Il “Padre nostro” è riportato nei Vangeli in due versioni: una lunga, quella di Matteo, che riporta tutte e sette le domande – la forma che la Chiesa ha accolto nella sua preghiera liturgica e catechetica – e una breve, quella di Luca. Sono diversi anche i contesti. Mentre Luca la mette in relazione con lo stupore dei discepoli a contatto della preghiera di Gesù, Matteo la inquadra in una catechesi sulla preghiera in generale.
“Insegnaci a pregare.. (Lc 11,1). Ma la preghiera. per essere autentica non deve sgorgare spontanea? Non deve fluire senza sforzo e senza artificio, come le parole della lingua materna? È talmente vero che essa corre spesso il rischio di ridursi ad esteriorità e a “chiacchiericcio”. La preghiera ridotta a pura esteriorità diventa ancor più facile preda della distrazione e finisce per generare noia e fastidio. Rimane però altrettanto vero che noi dobbiamo imparare a pregare. Le parole devono esprimere i nostri pensieri per essere sincere, ma se riconosciamo che – davanti a Dio – i nostri pensieri sono veramente troppo meschini, poveri e insufficienti e spesso anche banali, allora comprendiamo che hanno bisogno di essere elevati, che ci vogliono delle parole che non vengono da noi. Allora non sono più le parole che si debbono adeguare ai sentimenti, ma i sentimenti che si devono adeguare alle parole che Dio stesso ci suggerisce. “Voi dunque pregate così” (Mt 6.9).
Né vale dire che si può pregare senza parole. La preghiera, come il pensiero, non può mai essere del tutto senza parole. Saranno parole “interiori”, ma sempre parole sono.
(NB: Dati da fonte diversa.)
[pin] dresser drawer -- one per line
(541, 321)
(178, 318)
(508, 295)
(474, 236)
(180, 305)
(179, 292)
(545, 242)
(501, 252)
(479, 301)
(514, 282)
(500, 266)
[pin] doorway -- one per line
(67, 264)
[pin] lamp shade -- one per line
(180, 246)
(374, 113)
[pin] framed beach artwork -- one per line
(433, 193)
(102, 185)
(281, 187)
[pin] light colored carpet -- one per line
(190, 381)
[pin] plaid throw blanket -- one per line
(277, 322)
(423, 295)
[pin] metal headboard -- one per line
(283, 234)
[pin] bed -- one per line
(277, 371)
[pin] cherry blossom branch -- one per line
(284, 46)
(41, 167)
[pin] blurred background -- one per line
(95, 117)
Nella tua camera, “chiusa la porta”, cioè lasciate fuori tutte le tue abituali occupazioni. distrazioni, affanni, nel segreto del tuo cuore pregherai così…
Imparare a pregare è come imparare una lingua. Prima di tutto occorre trovare qualcuno che ce la insegni. L’ideale è sempre un “madre lingua”. Che sappia parlare però anche la nostra.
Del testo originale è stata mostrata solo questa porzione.